My name is Katy Johnson and I am from San Antonio, TX. I have recently accepted a position for next year at Swarthmore College where I will assist the Director of Writing in running the Swarthmore’s Writing Program. I will both run the administrative aspects of the program and assist students at the college in improving their writing and public speaking skills.

What do the Bonner Shoes mean to me?? Here is a response I wrote reflecting on the shoes. I hope it proves helpful to you. Rhodes has been such an incredible part of my life and I wish you the very best in sharing the mission of the college with others.

On May 14, thirteen dear friends and I will dance across the Rhodes College Commencement Stage in a long line of graduates, and we will all be wearing our bright red shoes: the Bonner Shoes— our promise to walk loudly through life.
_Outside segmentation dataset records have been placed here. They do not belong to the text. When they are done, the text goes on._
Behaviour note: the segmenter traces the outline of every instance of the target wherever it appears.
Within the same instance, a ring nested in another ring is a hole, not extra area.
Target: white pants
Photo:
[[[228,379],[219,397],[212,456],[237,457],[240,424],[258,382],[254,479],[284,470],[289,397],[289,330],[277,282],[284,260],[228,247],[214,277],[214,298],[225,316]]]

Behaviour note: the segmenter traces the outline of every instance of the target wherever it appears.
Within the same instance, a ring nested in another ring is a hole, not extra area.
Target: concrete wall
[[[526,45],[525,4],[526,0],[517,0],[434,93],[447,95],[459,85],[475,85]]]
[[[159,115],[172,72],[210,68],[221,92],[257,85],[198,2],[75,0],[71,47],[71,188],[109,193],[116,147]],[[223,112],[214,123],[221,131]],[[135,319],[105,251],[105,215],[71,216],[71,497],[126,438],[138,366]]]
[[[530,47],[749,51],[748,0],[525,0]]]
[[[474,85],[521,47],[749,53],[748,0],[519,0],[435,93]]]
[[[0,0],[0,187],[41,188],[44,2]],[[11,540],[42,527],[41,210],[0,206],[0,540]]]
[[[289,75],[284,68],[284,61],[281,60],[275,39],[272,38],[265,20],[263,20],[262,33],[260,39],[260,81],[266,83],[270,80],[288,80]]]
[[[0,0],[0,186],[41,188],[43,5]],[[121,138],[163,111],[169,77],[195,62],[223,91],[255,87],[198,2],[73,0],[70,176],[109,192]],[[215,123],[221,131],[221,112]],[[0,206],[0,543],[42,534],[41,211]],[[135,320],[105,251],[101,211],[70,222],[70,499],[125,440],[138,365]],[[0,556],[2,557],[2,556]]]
Most graduation honors are a celebration of what we Rhodes Students have accomplished during our four years of college, the Bonner Shoes are a celebration of what we have yet to achieve.

Of course, Bonner has provided us all with the incredible opportunities to serve with nonprofit organizations throughout Memphis. Among many service experiences, I recall the work I joined in with Casa Maria, the Med, Souper Contact, Youth Villages, and Bridges Peace Jam. I will be forever grateful for the service in which I was privileged to engage and especially for the ways that Bonner equipped me to serve as a volunteer and later a program coordinator and department intern at St. Jude Children’s Research Hospital. St. Jude not only provided me with the joy of serving children as they fight life threatening diseases, but also entrusted me with improving overall patient care at the hospital. As a Bonner at St. Jude, I learned that I matter to every child I make laugh, every volunteer I help train, every administrator who reads my program reports.

Those lessons are written into the fabric of my Red Bonner Shoes. But more than that, the Bonner Shoes remind me of the influence that I possess as I engage with the world around me. My Red Shoes are there for the days when I need to remember that my convictions matter and my dreams are worth pursuing and I can speak against injustice and neglect. My Bonner Shoes remind me that Rhodes believes that I can bring life and light and hope to the wounded and oppressed. I feel no higher sense of honor and gratitude than what stirs inside of me as I eagerly anticipate wearing the Red Shoes and walking loudly with my friends into the life for which Rhodes and the Bonner Program has so marvelously prepared us.